China has been encouraging the production of biofuel such as ethanol and
biodiesel from renewable resources to satisfy the country's voracious
appetite for energy and reduce its growing dependence on imported oil.
Biofuel is also touted as green panacea for environmental problems caused by
polluting oil. Chinese planners have made the development of green energies
a key priority in the country's five-year economic plan. By 2020 they want
renewable energy to account for 15 percent of the country's total supply.
While a relative latecomer to the biofuel market, in the last two years
China has grown to be the world's third largest producer after Brazil and
the United States.
The National Development and Reform Commission (NDRC), China's top planning body, reported in December that the country's ethanol capacity has reached 10 million tons, or ten times the amount approved for the four
government facilities in Jilin, Heilongjiang, Anhui and Henan provinces.
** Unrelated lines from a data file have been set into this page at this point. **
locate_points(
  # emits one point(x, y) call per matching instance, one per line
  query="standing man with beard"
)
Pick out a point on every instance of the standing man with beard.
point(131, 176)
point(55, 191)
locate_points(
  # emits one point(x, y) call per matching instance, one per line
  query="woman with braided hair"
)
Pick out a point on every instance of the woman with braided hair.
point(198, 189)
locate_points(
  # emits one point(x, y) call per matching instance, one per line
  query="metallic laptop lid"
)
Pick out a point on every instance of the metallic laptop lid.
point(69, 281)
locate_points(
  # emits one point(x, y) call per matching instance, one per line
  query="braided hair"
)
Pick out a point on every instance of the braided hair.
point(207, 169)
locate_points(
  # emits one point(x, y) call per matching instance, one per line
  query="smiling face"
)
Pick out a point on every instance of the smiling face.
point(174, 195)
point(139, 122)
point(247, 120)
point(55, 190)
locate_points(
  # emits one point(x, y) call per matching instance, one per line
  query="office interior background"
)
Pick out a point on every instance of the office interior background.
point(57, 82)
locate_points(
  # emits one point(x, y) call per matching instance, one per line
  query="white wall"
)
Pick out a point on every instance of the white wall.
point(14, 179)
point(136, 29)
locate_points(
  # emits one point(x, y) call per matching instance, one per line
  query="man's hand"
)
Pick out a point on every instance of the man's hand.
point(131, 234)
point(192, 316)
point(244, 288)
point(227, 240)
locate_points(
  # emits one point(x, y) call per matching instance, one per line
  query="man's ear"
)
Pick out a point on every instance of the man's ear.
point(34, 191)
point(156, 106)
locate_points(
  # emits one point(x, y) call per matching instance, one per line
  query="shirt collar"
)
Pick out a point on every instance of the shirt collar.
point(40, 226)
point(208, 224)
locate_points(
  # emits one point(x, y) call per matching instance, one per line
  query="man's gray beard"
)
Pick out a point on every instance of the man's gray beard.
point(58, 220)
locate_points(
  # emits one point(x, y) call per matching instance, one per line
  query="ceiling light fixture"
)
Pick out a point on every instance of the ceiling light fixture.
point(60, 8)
The excess amount has been coming from a cluster of small, unlicensed
producers, who sell their production to officially approved mills or oil refineries. Industry insiders say that just Jilin, one of the nine designated provinces where ethanol is sold, has more than 400 ethanol mills, all of them producing the fuel from corn.
Fearing the explosive growth of ethanol industry was making a serious dent
in the country's grain reserves, the central government stopped approving
new corn-based ethanol plants in December. This month it took another step,
announcing that it would stop the ethanol production from corn altogether.
Xiong Bilin, senior official with NDRC said that the State Council, China's
cabinet, has decided ethanol should be developed without occupying arable
land, large-scale consumption of grain or damages to the environment.
Despite three straight years of bumper harvests, Chinese planners are still
worried that fast-shrinking farming land could affect grain supply in the
near future. Arable land is said to have shrunk by 8 million hectares
between 1999 and 2005.
"The country will not approve new projects of food-based ethanol," Xiong
told a development forum in Beijing last week. "The current four (state)
plants engaged in making ethanol from corn are urged to switch to new
sources".
This however might not see the end of corn-based ethanol production in the
country. Chinese press reports say domestic corn processors are rapidly
expanding their capacities to resume ethanol production when the government relaxes its stance.